Synthetic Equivalent: No true synthetic, but a Calendar Put using same strikes and expiration dates is a nearly identical position.


  • An OTM Calendar Call can be used instead of positioning bullishly with stock, ATM long calls, OTM long calls, or ATM Bull Calls.
    • Compared to stock, the strategy has much less risk and more leverage.
    • Compared to ATM long calls and ATM Bull Calls, the initial debit is less, which means the breakeven point is lower.
    • Compared to OTM long calls, much less stock movement is needed for a gain. The OTM Calendar has it's maximum gain where the OTM long call would still not be at breakeven.
    • And compared to either type of call by itself, the passage of time helps the Calendar, IF the stock rises.
    • However, the OTM Calendar Call has a "sweet spot", and if the stock rises too much the position will be hurt. This is not the case for any of the other positions.
  • The upper and lower breakeven points of a Calendar Call are determined by the volatility of the stock. A stock with higher volatility will have a wider range of profitability. However, buying a Calendar Call when the stock is at historically high volatility is a bad idea. The volatility returning to normal levels can easily overcome the gains from both the stock price rising, and the passage of time.
  • Other variations of Calendar Calls can be used if you have a near term neutral or bearish opinion on a stock or ETF, and want to target a "sweet spot" at or lower than the current price. See Calendar Call, ATM for a neutral strategy, and Calendar Call, ITM for a bearish strategy.

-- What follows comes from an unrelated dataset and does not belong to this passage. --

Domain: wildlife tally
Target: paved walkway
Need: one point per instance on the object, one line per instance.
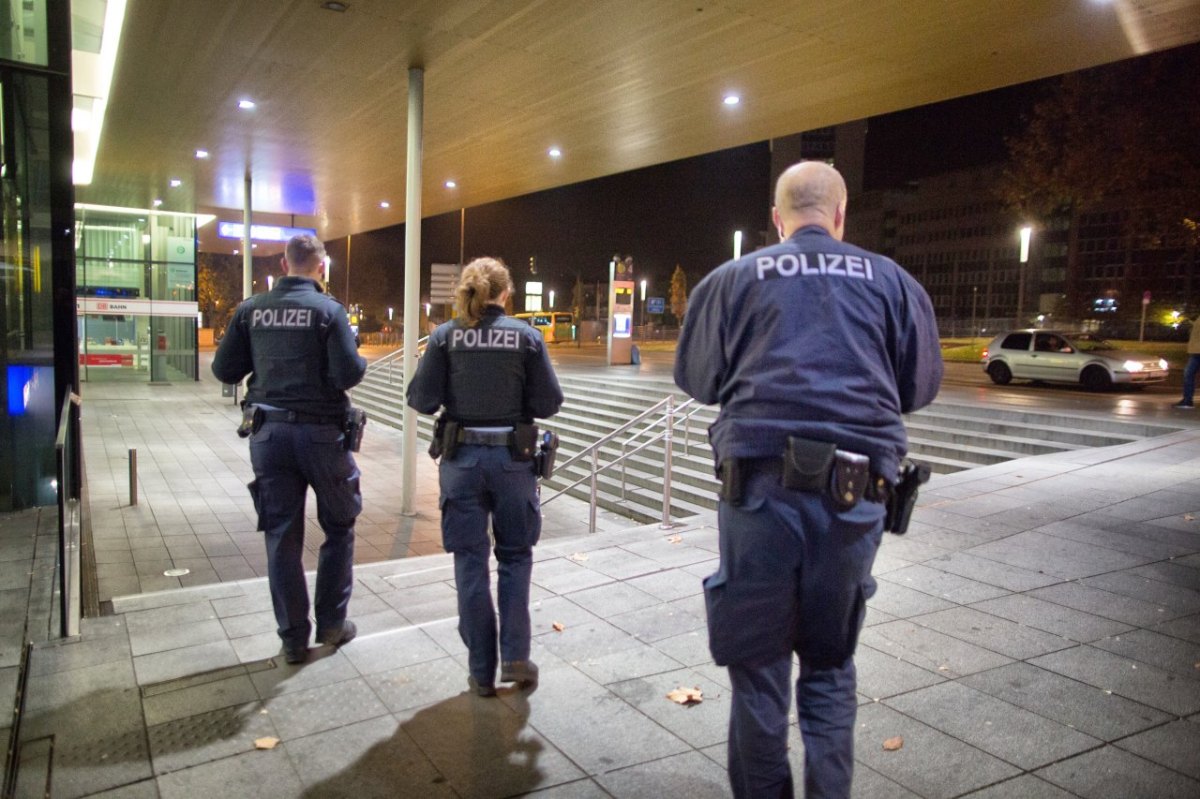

  • Since this is a bullish position, the trader is expecting the stock to rise. If the stock does not rise, it is usually wise to exit the trade, taking less than the maximum possible loss. Using the graph at the top of the page, you might exit if the stock dropped to about 48 within two weeks, and your loss would be about half the maximum possible.
  • Many Calendar Call traders with a gain try to be out of the trade with a week left to expiration. See the Delta Neutral Trading page for reasons why.
  • Over the long term, successful Calendar Call traders try to beat the market by having many small gains, and fewer small losses. They do not usually take the maximum loss nor try to squeeze every penny out of the winners.


  • If the stock stays near or moves near one of the breakeven points, it is possible to adjust a Calendar Call into a "Double Calendar" by buying another Calendar Call at a higher or lower strike price, whichever way the stock is moving. This will give a higher overall breakeven point if the stock is moving up, or lower if the stock is moving down. However, this is not a guaranteed fix: the stock could whipsaw.